Alcatel and Lucent: Together at last

Amid weeks of speculation that Alcatel SA and Lucent Technologies Inc. would merge, the two telecommunications companies on Sunday inked a deal for US$13.4 billion, creating a transatlantic powerhouse with combined revenues of US$25 billion and 88,000 employees.

The all shares transaction, which is expected to close in six to 12 months, gives Paris-based Alcatel — a strong player in Europe and Asia — a leg up on nabbing market share in the highly-contested North American telecom segment. Alcatel’s previous acquisitions include Canadian software company iMagic in 2003 and Kanata, Ont.-based Newbridge Network Corp for US$7.1 billion in 2000. The two had tried to merge in 2001 but the deal fell through at the last minute.

The firms expect to save US$1.7 billion by reducing the combined workforce by 10 per cent (or 9,000 employees) 24 months following the closing of the deal. They did not specify which geographic regions would be affected by the cuts. Both Alcatel and Lucent have sales offices in the Greater Toronto Area.

“This is creating the first true global communications provider,” said Serge Tchuruk, chairman and CEO of Alcatel. “Not so many players today can offer end-to-end solutions.”

But Ian Angus of consulting firm Angus Telemanagement said the staff cuts could affect Alcatel’s operations in Ottawa.

“(Newbridge) has been a pretty much standalone operation,” said Angus. “The real question is we don’t know how effective it’s been.”

Tchuruk made the comments in a teleconference call Sunday to press and analysts. He was joined by Patricia Russo, chairman and CEO of Lucent who will become CEO of the new company. Alcatel and Lucent held a second teleconference on Monday morning.

“We share a common vision of where networks are going and what’s required to get them there,” said Russo. “We share a combined culture of technical excellence and a passion for innovation.”

The board of directors for the new company will total 14 members with equal representation from each company, including Tchuruk and Russo, five of Alcatel’s current directors and five of Lucent’s current directors. The board will also include two new independent European directors.

The Alcatel-Lucent merger is one of a series of deals that have taken place in the telecommunications segment recently. In the last year, SBC Communications bought AT&T, Verizon acquired MCI and, last month, AT&T Inc. proposed a US$67-billion deal of BellSouth Corp. This week’s announcement has caused some analysts to speculate what some other potential merger targets might be ahead in the telecom market.

Brian Sharwood, a principal of SeaBoard Group in Toronto, said the deal is good in the short term because it takes a player out of the market.
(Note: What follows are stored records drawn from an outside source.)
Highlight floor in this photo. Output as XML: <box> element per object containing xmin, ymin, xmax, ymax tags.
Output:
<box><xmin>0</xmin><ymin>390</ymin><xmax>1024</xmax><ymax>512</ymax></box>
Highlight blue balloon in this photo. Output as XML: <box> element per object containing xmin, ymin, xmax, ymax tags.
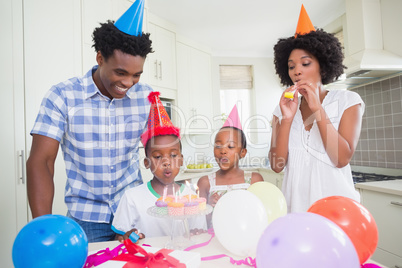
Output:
<box><xmin>12</xmin><ymin>215</ymin><xmax>88</xmax><ymax>268</ymax></box>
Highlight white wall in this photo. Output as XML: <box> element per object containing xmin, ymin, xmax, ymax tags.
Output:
<box><xmin>182</xmin><ymin>57</ymin><xmax>282</xmax><ymax>165</ymax></box>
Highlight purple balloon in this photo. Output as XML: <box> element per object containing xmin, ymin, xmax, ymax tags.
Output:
<box><xmin>256</xmin><ymin>212</ymin><xmax>360</xmax><ymax>268</ymax></box>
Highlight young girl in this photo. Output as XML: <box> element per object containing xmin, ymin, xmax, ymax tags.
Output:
<box><xmin>269</xmin><ymin>7</ymin><xmax>364</xmax><ymax>212</ymax></box>
<box><xmin>198</xmin><ymin>106</ymin><xmax>263</xmax><ymax>211</ymax></box>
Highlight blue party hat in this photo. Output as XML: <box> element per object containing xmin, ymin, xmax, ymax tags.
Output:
<box><xmin>114</xmin><ymin>0</ymin><xmax>144</xmax><ymax>36</ymax></box>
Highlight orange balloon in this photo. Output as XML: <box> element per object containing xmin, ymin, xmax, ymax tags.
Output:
<box><xmin>307</xmin><ymin>196</ymin><xmax>378</xmax><ymax>264</ymax></box>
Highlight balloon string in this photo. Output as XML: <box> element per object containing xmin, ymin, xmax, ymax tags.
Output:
<box><xmin>184</xmin><ymin>228</ymin><xmax>257</xmax><ymax>267</ymax></box>
<box><xmin>362</xmin><ymin>263</ymin><xmax>381</xmax><ymax>268</ymax></box>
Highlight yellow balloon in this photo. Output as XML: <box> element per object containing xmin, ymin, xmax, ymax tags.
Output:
<box><xmin>247</xmin><ymin>181</ymin><xmax>288</xmax><ymax>223</ymax></box>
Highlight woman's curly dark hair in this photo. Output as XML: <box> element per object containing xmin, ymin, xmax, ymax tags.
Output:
<box><xmin>92</xmin><ymin>20</ymin><xmax>153</xmax><ymax>60</ymax></box>
<box><xmin>274</xmin><ymin>29</ymin><xmax>346</xmax><ymax>86</ymax></box>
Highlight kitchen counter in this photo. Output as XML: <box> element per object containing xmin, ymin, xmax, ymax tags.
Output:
<box><xmin>355</xmin><ymin>180</ymin><xmax>402</xmax><ymax>196</ymax></box>
<box><xmin>88</xmin><ymin>233</ymin><xmax>386</xmax><ymax>268</ymax></box>
<box><xmin>175</xmin><ymin>166</ymin><xmax>274</xmax><ymax>183</ymax></box>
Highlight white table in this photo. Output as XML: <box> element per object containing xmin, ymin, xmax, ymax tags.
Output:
<box><xmin>88</xmin><ymin>234</ymin><xmax>387</xmax><ymax>268</ymax></box>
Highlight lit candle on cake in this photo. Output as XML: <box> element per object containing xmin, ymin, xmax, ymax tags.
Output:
<box><xmin>162</xmin><ymin>185</ymin><xmax>167</xmax><ymax>202</ymax></box>
<box><xmin>186</xmin><ymin>181</ymin><xmax>192</xmax><ymax>202</ymax></box>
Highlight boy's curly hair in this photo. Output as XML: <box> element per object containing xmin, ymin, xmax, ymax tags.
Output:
<box><xmin>92</xmin><ymin>20</ymin><xmax>153</xmax><ymax>60</ymax></box>
<box><xmin>274</xmin><ymin>29</ymin><xmax>346</xmax><ymax>86</ymax></box>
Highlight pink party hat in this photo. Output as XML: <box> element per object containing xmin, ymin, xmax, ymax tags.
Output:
<box><xmin>295</xmin><ymin>4</ymin><xmax>315</xmax><ymax>37</ymax></box>
<box><xmin>222</xmin><ymin>104</ymin><xmax>243</xmax><ymax>130</ymax></box>
<box><xmin>114</xmin><ymin>0</ymin><xmax>144</xmax><ymax>36</ymax></box>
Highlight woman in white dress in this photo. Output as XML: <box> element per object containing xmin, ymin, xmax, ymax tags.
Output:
<box><xmin>269</xmin><ymin>8</ymin><xmax>364</xmax><ymax>212</ymax></box>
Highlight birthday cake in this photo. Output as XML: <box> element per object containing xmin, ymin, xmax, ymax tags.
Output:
<box><xmin>154</xmin><ymin>195</ymin><xmax>206</xmax><ymax>216</ymax></box>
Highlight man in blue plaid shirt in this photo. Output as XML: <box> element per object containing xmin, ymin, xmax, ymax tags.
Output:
<box><xmin>27</xmin><ymin>17</ymin><xmax>152</xmax><ymax>242</ymax></box>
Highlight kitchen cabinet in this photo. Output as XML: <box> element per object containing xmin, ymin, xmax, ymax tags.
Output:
<box><xmin>358</xmin><ymin>184</ymin><xmax>402</xmax><ymax>267</ymax></box>
<box><xmin>0</xmin><ymin>0</ymin><xmax>28</xmax><ymax>267</ymax></box>
<box><xmin>23</xmin><ymin>0</ymin><xmax>82</xmax><ymax>219</ymax></box>
<box><xmin>174</xmin><ymin>42</ymin><xmax>213</xmax><ymax>134</ymax></box>
<box><xmin>258</xmin><ymin>168</ymin><xmax>283</xmax><ymax>190</ymax></box>
<box><xmin>147</xmin><ymin>14</ymin><xmax>177</xmax><ymax>99</ymax></box>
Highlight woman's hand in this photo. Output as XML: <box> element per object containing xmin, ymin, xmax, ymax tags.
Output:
<box><xmin>297</xmin><ymin>80</ymin><xmax>322</xmax><ymax>113</ymax></box>
<box><xmin>208</xmin><ymin>193</ymin><xmax>221</xmax><ymax>207</ymax></box>
<box><xmin>116</xmin><ymin>228</ymin><xmax>145</xmax><ymax>244</ymax></box>
<box><xmin>190</xmin><ymin>228</ymin><xmax>208</xmax><ymax>235</ymax></box>
<box><xmin>279</xmin><ymin>84</ymin><xmax>299</xmax><ymax>120</ymax></box>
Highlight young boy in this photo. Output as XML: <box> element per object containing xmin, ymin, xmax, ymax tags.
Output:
<box><xmin>112</xmin><ymin>92</ymin><xmax>206</xmax><ymax>242</ymax></box>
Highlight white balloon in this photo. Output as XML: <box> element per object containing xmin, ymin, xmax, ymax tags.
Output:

“People like Ericsson have been fishing around but they’re also in the midst of trying to incorporate Marconi, which was a bit of a mess before,” said Sharwood, adding there are rumours that Siemens might spin off its telco arm. Nortel Networks is also a potential target, he said. But don’t expect Cisco to come knocking on Nortel’s headquarters anytime soon.

“I don’t think Cisco’s interested in anything in that size range,” said Sharwood. “It doesn’t fit into their strategy. Right now they’re focused on home electronics.”

One of the key drivers behind these mergers is shrinking profit margins in the telecom sector, said Angus.

“This is a market where margins are getting squeezed all the time,” he said. “As our ability to move enormous amounts of bits for small money increases, the profit margins are being squeezed. If your customer’s profit margins are being squeezed so are yours.”

The deal also gives Alcatel access to Lucent’s Bell Labs, which were created by AT&T in 1925 and spun off to Lucent in 1996.

“Customers want us to be both global and local,” said Russo. “We have a comprehensive portfolio that leverages 26,000 engineers and 25,000 active patents.”

The labs are famous for military and commercial research including the transistor, the laser, the UNIX operating system, the C++ programming language, and, most recently, the world’s first semiconductor laser.

Because of the sensitive nature of Bell Labs’ research, Lucent on Monday announced a three-person panel to head the subsidiary that will house Bell Labs. Alcatel is currently attempting to work out a similar solution for its satellite business.

Combined, Alcatel and Lucent have an R&D investment capacity of US $2.9 billion — which makes Alcatel partners like Mississauga, Ont.-based MDM Systems excited about the deal’s prospects for their business.

“It puts R&D in North America not just in Europe,” said Fred Bendell, senior account manager, MDM. “France is the backyard for Alcatel. With Lucent’s big R&D in the States, it brings the technology to North America.”

Last summer Alcatel introduced a new program for North American resellers to attract more business here and south of the border called the North America Business Partner Program. Other Canadian Alcatel partners include SSP Telecom of Trois-Rivieres, Que. and ESI Technologies of Saint-Laurent, Que.